If you have more test users in Databricks workspace or a colleague, you can add them to the policy and check if they are able to access the sales_data secure view.

In a production deployment, you should use User Groups or Roles instead of assigning policies for an individual user.

2: Dynamic Column Level Access Control

We have already pre-created a policy to provide access to a limited number of columns. This policy is disabled by default. Enable the policy and rerun the query.

Sales Data Specific Columns - <your catalog>-privacera_sales_schema_<date_timestamp>

In the policy, you will see that the Catalog is set to your catalog, the schema is set to privacera_sales_schema_<date_timestamp> the table is set to sales_data , and Columns has a list of columns including id, city, region, country and sales_amount. The name column is not in the Columns.

In the Allow Conditions section of the policy, you will see your email address in the Select User section and Select in the Permissions section. This means you have Select permission on all columns except for the name column.

Select the Enabled toggle besides the Policy Name and save the policy.

Now run the following query in your Databricks workspace (note that you have to run the query on the secure view):

select * from <catalog>.privacera_sales_schema_<date_timestamp>_secure.sales_table;

In the Results, you will see all the rows in the table as well as all the columns, except that the name column will show NULL as values.

Keep the Sales Data All Access policy disabled.

3: Dynamic Column Masking

We have already pre-created a policy that masks out the columns based on the user who is running the query. The policy is disabled by default. You need to enable the policy and run the same query again.

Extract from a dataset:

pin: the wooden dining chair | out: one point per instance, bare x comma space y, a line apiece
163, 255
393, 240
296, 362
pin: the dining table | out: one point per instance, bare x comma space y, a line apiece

Navigate to the Masking tab in navigate to the Masking tab in Resource policies to see the following policy, to see the following policy:

Anonymize city - <your catalog>-privacera_sales_schema_<date_timestamp>

In the policy, Catalog is set to your catalog, the schema is set to privacera_sales_schema_<date_timestamp>, the table is set to sales_data and the column is set to city. You will apply the dynamic column masking policy for this column.

Next, we're going to show the hashed (MD5) value of the email address column. Navigate to the Resource Policies > Masking tab.

Select the Enabled toggle besides the policy name and save the policy. Now, in secure view, run the following query in your Databricks workspace:

select * from <catalog>.privacera_sales_schema_<date_timestamp>_secure.sales_table

In the Results, you will see that the city column values are dynamically masked as MD5 instead of showing the actual value.

Note

Keep one of the Resource Policies (Sales Data All Access or Sales Data Specific Columns) enabled for this table because the masking policy is applied only if you have access to the table.

4. Dynamic Row Level Access Control

We created a policy which filters out rows the user is not allowed to see. The policy is disabled by default. Next, enable the policy and run the same query again.

Navigate to the Row Level Filter tab in Resource policies to see the following policy:

Sales by Country - <your catalog>-privacera_sales_schema_<date_timestamp>

In the Results, you can see the Catalog is set to your catalog, the schema is set to privacera_sales_schema_<date_timestamp> and the table is set to sales_data.

We want to see only those rows in the table for which the country column has a value of US. This is set in Row Level Conditions, where you will see your email address in the Select User action as Select under Permissions and the Row Level Filter set to country = 'US'

Select the Enabled toggle besides the policy name and save the policy. In the secure view, rrun the following query in your Databricks workspace:

select * from <catalog>.privacera_sales_schema_<date_timestamp>_secure.sales_table

In the Results, you will see only those rows for which country column has the value of US.

Note

Keep one of the Resource Policies (Sales Data All Access or Sales Data Specific Columns) enabled for this table because the Row Level Filter policy is applied only if you have access to the table.